Assim, quanto a alvos e até mesmo quanto aos meios, Nietzsche e Marx foram bem diferentes. Mas quanto ao “espírito do século XIX”, ambos comungaram da idéia de que o pensador social era o coração que deveria estar no peito do pensador tout court. Mais do que gostaríamos, Marx e Nietzsche viveram no século de Augusto Comte. A idéia de uma “ciência da sociedade” ou de uma “filosofia social” pairou nos céus do século XIX, e foi por aí que figuras como Marx e Nietzsche abriram para Sartre, Dewey, Adorno e tantos outros uma regra de conduta que, desde Sócrates, estava no encalço da filosofia. Cícero escreveu que Sócrates fez a filosofia descer dos Céus à Terra. Mas, o feito de Sócrates foi realmente um feito nas mãos de Marx e Nietzsche. Só então a filosofia cumpriu esse programa socrático de pouso.
A filosofia do século XIX, toda ela, foi uma filosofia mensurada a partir de sua proximidade ou distância para com o que parecia ser o seu destino, o de ser filosofia social. Aos filósofos do século XX não foi dado o direito de não se envolver com a vida social. Mesmo a filosofia analítica não conseguiu ficar alheia a isso. Tornou-se lugar comum no século XX ver o existencialismo, o pragmatismo, a Escola de Frankfurt, o estruturalismo, o neotomismo e tantas outras correntes da filosofia não terem apenas uma visão específica relativa ao conjunto chamado “ética e política”, mas, antes disso, tentarem se referir a problemas filosóficos típicos com a ajuda de parâmetros e elementos vindos da sociologia, antropologia e história.
Max Weber se insere perfeitamente no centro desse movimento, como figura que viveu a transição do século XIX para o XX. Todavia, ele fez uma espécie de caminho inverso da maioria dos pensadores que lhe deram asas ou que colheram nele algum alimento.
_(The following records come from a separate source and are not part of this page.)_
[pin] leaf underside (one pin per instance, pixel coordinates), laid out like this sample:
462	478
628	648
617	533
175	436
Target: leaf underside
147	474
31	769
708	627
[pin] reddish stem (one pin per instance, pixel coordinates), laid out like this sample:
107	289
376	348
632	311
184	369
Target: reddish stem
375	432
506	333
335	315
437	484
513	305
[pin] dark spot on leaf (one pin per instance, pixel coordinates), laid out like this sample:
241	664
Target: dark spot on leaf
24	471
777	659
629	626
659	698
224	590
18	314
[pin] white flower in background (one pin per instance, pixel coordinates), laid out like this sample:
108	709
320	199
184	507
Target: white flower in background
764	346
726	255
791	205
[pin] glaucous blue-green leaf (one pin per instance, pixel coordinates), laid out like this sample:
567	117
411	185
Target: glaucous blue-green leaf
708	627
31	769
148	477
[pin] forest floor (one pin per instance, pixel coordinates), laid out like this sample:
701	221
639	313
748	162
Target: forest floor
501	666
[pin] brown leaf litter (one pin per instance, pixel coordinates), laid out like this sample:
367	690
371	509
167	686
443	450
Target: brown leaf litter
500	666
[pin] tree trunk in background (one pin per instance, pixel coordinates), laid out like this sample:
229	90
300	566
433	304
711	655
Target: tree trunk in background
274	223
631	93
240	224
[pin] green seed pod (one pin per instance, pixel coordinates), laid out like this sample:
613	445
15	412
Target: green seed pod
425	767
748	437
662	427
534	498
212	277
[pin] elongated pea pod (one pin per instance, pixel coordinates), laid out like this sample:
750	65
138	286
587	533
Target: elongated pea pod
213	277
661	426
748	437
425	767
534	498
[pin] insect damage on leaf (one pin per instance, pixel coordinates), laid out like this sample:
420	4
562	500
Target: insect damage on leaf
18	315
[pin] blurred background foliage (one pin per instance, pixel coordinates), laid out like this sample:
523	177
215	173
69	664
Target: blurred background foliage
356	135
Weber não foi o filósofo que se transformou em filósofo social, ele foi o sociólogo que tinha vocação para a filosofia – a filosofia social, com certeza.
Talvez por isso, Weber tenha se tornado o mais filosófico dos sociólogos, mas não pelo que queria escrever ou pelo que queria pesquisar. Ele assim se fez porque escreveu sociologia como se ela não pudesse ser outra coisa que não filosofia social. Talvez tenha sido Weber, e não Marx e Nietzsche, ou Comte e Durkheim, o verdadeiro fundador da filosofia social. Quem sabe não possamos dizer que Weber foi, antes que Dewey, Adorno ou Sartre, o verdadeiro criador da filosofia social. Weber agiu assim de dois modos. Primeiro, transformou seu neokantismo em uma epistemologia própria para sua sociologia. Segundo, transformou sua compreensão sociológica da modernidade em um quadro filosófico dos tempos modernos.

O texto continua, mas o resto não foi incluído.